Dein Herz für Kinder

30 Jahre ist es jetzt schon her, dass die Bild-Zeitung die Aktion „Ein Herz für Kinder“ ins Leben rief. Wir erinnern uns noch an die Zeiten, als unsere Väter mit dem Logo der Aktion (als Aufkleber in Herzform auf dem Auto) durch die Gegend fuhren. Da war damals Rolf Zuckowski mit seiner berühmten Schulweg-Hitparade, die jedes Kindergartenkind auswendig konnte und mit der der Sänger zu Beginn seiner Karriere die Aktion unterstützte. Und natürlich die 11jährige Andrea Jürgens, die 1979 den Titelsong zum Thema interpretierte und sich in Windeseile in die Herzen aller Omas, Opas und jungen Eltern sang.
Aus der Aktion, bei der es ursprünglich um die Sicherheit im Straßenverkehr ging, ist inzwischen eine riesige Hilfsorganisation geworden, die weltweit in Not geratene Kinder unterstützt. Bei der Fernsehgala vor wenigen Tagen wurden 15 Millionen Euro an Spendengeldern eingenommen - und auch von der CD zum Jubiläum sollen 2,50 Euro von jedem verkauften Album der Aktion zugute kommen.
Beteiligt haben sich die drei Großen der deutschen Musikszene, die seit vielen Jahren mit ihrer Musik kindergerechte Arbeit leisten. Rolf Zuckowski hat diesen Stempel seit eh und je, wobei die wenigsten wissen, dass er auch durchaus Alben für erwachsene Zuhörer geschrieben hat. Peter Maffay und Nena tauschen gerne die rockigen Töne mit den sanften Klängen von reinen Kinderalben, sei es „Tabaluga“ oder eine Zusammenstellung der schönsten Kinderlieder.

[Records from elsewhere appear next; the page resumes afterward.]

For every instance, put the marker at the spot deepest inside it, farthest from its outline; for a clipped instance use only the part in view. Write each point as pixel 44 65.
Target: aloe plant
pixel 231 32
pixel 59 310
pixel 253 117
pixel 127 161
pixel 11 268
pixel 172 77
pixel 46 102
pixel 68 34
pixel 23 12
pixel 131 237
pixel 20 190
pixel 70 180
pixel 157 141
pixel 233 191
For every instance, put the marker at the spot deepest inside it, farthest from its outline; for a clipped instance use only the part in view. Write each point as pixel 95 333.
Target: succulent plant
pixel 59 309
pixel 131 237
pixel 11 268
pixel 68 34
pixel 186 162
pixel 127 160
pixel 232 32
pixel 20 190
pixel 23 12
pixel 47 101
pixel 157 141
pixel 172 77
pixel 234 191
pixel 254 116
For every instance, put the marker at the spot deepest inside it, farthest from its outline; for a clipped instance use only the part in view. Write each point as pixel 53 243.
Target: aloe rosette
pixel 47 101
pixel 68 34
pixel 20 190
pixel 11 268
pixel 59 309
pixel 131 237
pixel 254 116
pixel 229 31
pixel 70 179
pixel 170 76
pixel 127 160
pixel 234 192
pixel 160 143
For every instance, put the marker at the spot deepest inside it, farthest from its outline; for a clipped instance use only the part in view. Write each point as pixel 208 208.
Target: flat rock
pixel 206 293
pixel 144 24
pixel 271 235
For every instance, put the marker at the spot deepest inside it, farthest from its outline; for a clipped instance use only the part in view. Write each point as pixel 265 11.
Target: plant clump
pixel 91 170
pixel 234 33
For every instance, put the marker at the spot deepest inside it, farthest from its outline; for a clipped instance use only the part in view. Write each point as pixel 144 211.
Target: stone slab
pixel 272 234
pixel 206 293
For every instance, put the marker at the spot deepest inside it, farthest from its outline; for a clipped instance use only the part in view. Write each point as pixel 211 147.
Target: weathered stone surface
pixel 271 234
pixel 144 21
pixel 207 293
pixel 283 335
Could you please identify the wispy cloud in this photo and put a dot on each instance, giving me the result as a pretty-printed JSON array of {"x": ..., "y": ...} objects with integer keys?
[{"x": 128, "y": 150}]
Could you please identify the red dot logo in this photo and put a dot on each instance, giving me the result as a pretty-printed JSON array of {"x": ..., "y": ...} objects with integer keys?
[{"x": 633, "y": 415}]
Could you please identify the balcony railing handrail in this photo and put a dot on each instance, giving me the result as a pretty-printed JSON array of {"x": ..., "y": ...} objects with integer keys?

Für die neue Hymne zum 30. Geburtstag wirken alle drei zusammen und haben sich den Kinderchor „Alsterfrösche“ als Verstärkung dazu geholt. Gefüllt wird der Silberling mit Songs aller drei Interpreten – zum Teil schon bekannt, zum Teil ganz neu. Rolf und seine Freunde liefern aus dem alten Repertoire beispielsweise „...und ganz doll mich“, Nena trägt “Zeichne mir dein Herz“ bei und von Peter Maffay hören wir „Das verschenkte Glück“ ebenso wie den Dauerbrenner „Nessaja (Ich wollte nie erwachsen sein)“.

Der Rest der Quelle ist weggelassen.